Dois homens em roupa militar árabe ao lado de equipamento militar e bandeiras de Israel num deserto.

Envio da Cúpula de Ferro para os Emirados Árabes Unidos

Israel terá destacado baterias antimíssil do sistema Cúpula de Ferro, juntamente com pessoal especializado, para os Emirados Árabes Unidos, com o objectivo de apoiar a defesa do país face a ataques do Irão, segundo declarou esta terça-feira o embaixador dos Estados Unidos em Jerusalém.

Numa conferência realizada em Telavive, o embaixador norte-americano em Israel, Mike Huckabee, afirmou: "Gostaria de expressar o meu apreço aos Emirados Árabes Unidos, o primeiro membro do Acordo de Abraão".

O diplomata acrescentou: "Basta olhar para os benefícios. Israel acabou de enviar baterias da Cúpula de Ferro e pessoal para ajudar a operá-las".

Os Emirados Árabes Unidos - uma federação de sete emirados na Península Arábica - estabeleceram reconhecimento diplomático de Israel em 2020.

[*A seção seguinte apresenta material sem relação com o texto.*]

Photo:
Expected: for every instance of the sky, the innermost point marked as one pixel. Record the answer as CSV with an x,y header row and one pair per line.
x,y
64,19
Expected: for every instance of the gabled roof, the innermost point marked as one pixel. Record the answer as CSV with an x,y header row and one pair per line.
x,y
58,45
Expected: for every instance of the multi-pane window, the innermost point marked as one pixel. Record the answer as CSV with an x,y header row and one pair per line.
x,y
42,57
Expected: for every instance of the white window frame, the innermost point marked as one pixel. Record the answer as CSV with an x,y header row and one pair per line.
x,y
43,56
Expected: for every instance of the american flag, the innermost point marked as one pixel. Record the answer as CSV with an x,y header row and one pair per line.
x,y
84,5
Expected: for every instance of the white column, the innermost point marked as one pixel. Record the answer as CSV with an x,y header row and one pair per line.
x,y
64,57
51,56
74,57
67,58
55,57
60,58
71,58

Contexto regional: cessar-fogo e risco de retoma do conflito

As declarações de Huckabee são apresentadas como reflexo do aprofundamento da cooperação na área da defesa entre Israel e os Emirados Árabes Unidos, num momento em que o frágil cessar-fogo acordado em 8 de abril entre os EUA e o Irão continua, para já, em vigor.

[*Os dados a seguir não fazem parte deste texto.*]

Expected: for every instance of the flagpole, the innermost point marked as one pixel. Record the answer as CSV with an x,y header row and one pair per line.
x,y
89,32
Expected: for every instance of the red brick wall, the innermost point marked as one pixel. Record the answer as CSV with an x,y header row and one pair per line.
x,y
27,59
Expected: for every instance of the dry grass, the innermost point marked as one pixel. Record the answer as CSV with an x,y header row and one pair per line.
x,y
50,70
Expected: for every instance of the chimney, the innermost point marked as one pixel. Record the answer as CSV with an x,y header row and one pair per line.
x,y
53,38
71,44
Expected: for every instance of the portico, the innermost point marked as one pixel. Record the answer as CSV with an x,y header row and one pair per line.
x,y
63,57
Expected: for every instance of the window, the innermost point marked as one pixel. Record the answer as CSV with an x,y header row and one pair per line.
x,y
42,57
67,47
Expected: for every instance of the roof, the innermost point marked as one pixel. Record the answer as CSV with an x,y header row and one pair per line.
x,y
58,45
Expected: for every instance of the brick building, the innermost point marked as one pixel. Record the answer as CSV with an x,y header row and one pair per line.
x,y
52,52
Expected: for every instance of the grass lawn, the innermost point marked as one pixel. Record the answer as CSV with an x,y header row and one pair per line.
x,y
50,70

Ainda assim, o estreito de Ormuz permanece sob controlo de Teerão e, neste momento, as conversações entre Washington e o Irão parecem estar estagnadas, o que eleva a possibilidade de o conflito voltar a intensificar-se.

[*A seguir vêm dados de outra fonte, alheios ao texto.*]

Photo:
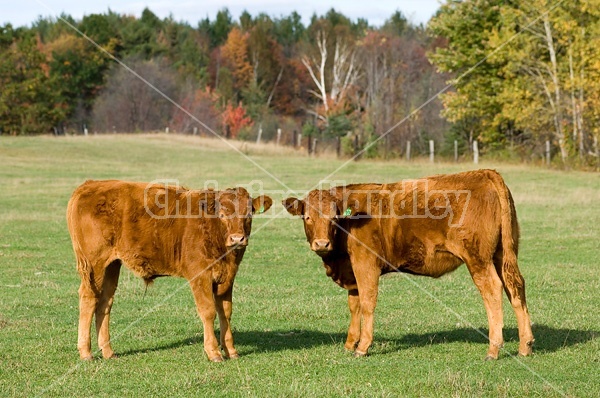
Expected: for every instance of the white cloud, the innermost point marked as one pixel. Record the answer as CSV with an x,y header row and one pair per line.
x,y
25,12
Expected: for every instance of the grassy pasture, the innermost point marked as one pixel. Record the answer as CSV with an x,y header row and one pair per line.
x,y
289,319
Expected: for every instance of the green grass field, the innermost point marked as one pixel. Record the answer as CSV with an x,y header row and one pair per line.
x,y
289,319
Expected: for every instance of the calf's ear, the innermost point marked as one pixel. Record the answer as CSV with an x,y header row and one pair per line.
x,y
261,204
294,206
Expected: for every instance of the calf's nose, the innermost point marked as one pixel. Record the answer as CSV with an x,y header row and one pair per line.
x,y
237,240
321,245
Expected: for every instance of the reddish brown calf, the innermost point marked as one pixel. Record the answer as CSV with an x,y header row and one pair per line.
x,y
157,230
425,227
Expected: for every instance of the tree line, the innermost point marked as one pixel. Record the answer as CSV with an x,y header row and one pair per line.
x,y
519,76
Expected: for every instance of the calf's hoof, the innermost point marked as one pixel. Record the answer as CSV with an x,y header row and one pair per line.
x,y
527,350
349,346
359,354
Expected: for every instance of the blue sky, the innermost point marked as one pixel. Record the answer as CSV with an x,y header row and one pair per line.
x,y
24,12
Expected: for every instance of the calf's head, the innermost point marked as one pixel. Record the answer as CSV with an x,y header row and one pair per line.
x,y
235,208
320,211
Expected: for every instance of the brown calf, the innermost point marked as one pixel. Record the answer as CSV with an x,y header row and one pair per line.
x,y
157,230
425,227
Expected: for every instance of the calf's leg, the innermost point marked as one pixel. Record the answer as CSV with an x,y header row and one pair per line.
x,y
224,308
87,306
367,279
109,286
514,286
354,329
488,282
205,304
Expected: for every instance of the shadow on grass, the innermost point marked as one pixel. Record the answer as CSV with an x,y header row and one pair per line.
x,y
548,339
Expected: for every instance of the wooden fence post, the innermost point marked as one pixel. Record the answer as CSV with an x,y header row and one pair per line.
x,y
455,151
431,151
259,133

Acordos de Abraão e reacções no Golfo

Os Emirados não responderam de imediato a um pedido de comentário da agência de notícias Associated Press (AP) sobre o reconhecimento referido por Huckabee.

O embaixador disse ainda estar "muito otimista" quanto à possibilidade de outros países da região aderirem, em breve, aos Acordos de Abraão - o entendimento de 2020 de reconhecimento diplomático que também incluiu o Bahrein - para estabelecer relações formais com Israel.

Apesar disso, muitos Estados árabes mantêm-se indignados com as vastas campanhas militares conduzidas por Israel após o ataque do grupo palestiniano Hamas a território israelita em 2023, que levou à destruição da Faixa de Gaza e a ataques contra aliados do Irão em vários pontos do Médio Oriente. Israel passou também a controlar territórios no Líbano e na Síria.

Huckabee afirmou: "Os Estados do Golfo compreenderam agora que terão de fazer uma escolha: é mais provável que sejam atacados pelo Irão ou por Israel?".

E acrescentou: "Estão a ver que Israel nos ajudou e o Irão nos atacou. Israel não está a tentar tomar posse das vossas terras e não está a enviar mísseis contra vós".

Os Estados Unidos realizaram ataques conjuntos em 28 de fevereiro contra o Irão, que respondeu com retaliações contra vários países do Golfo, em particular aqueles com interesses norte-americanos.